Another chain that reports the majority of the transactions at its restaurants being of the carry out variety is Dunkin’. In addition to closing its dining rooms, Dunkin’ plans to have franchisees immediately remove tables and chairs from all restaurants and outdoor patios to prevent the congregation of customers and reduce hours of operations to provide relief to restaurant employees and to allow extra time for deep cleaning and sanitation processes in the evening.
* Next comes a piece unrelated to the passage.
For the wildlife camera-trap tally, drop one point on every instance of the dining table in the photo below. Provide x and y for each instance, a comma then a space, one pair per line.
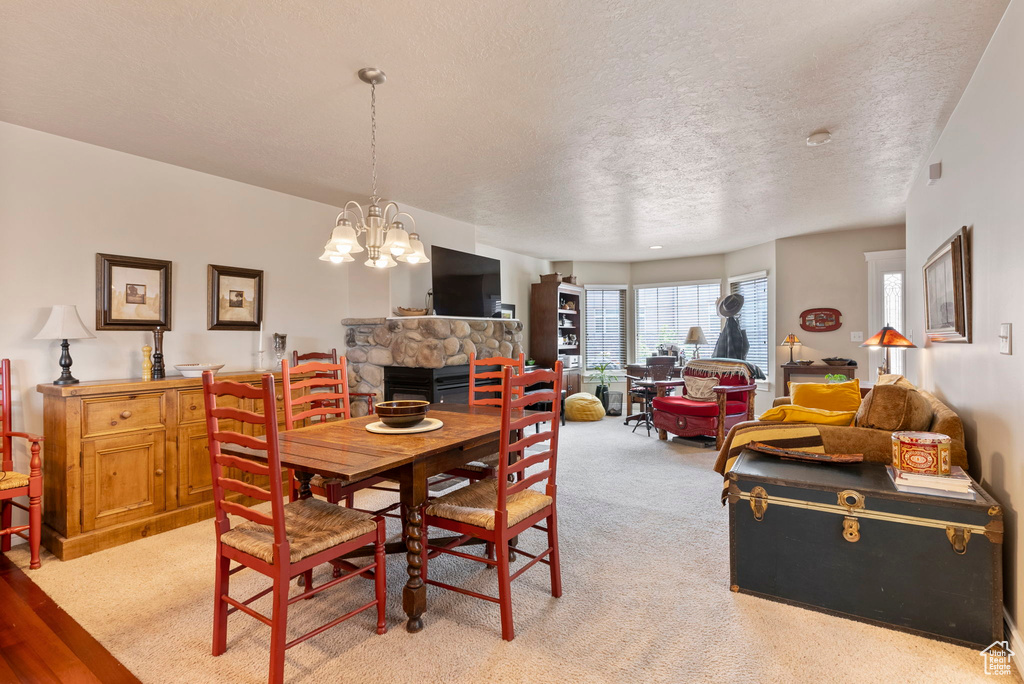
346, 451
Like other chains, Dunkin’ also plans to encourage customers to order via its app and will even look to expand curbside service using its app at select restaurants. Franchisees are also being given the option to temporarily close some locations in markets where there are other Dunkin’ restaurants nearby.

The transition to these forms of service seems to be unfolding in a relatively orderly fashion. That’s likely due, in part, to the fact that roughly 60% of restaurant companies had already established contingency plans as early as March 13, per data from Black Box Intelligence. One challenge this crisis continues to amplify for operators centers on labor. Already a concern on many fronts prior to the chaos caused by COVID-19, operators continue to report staffing difficulties as a result of the outbreak, per Black Box Intelligence. And about one-third of restaurants were already experiencing staffing shortages as of March 14.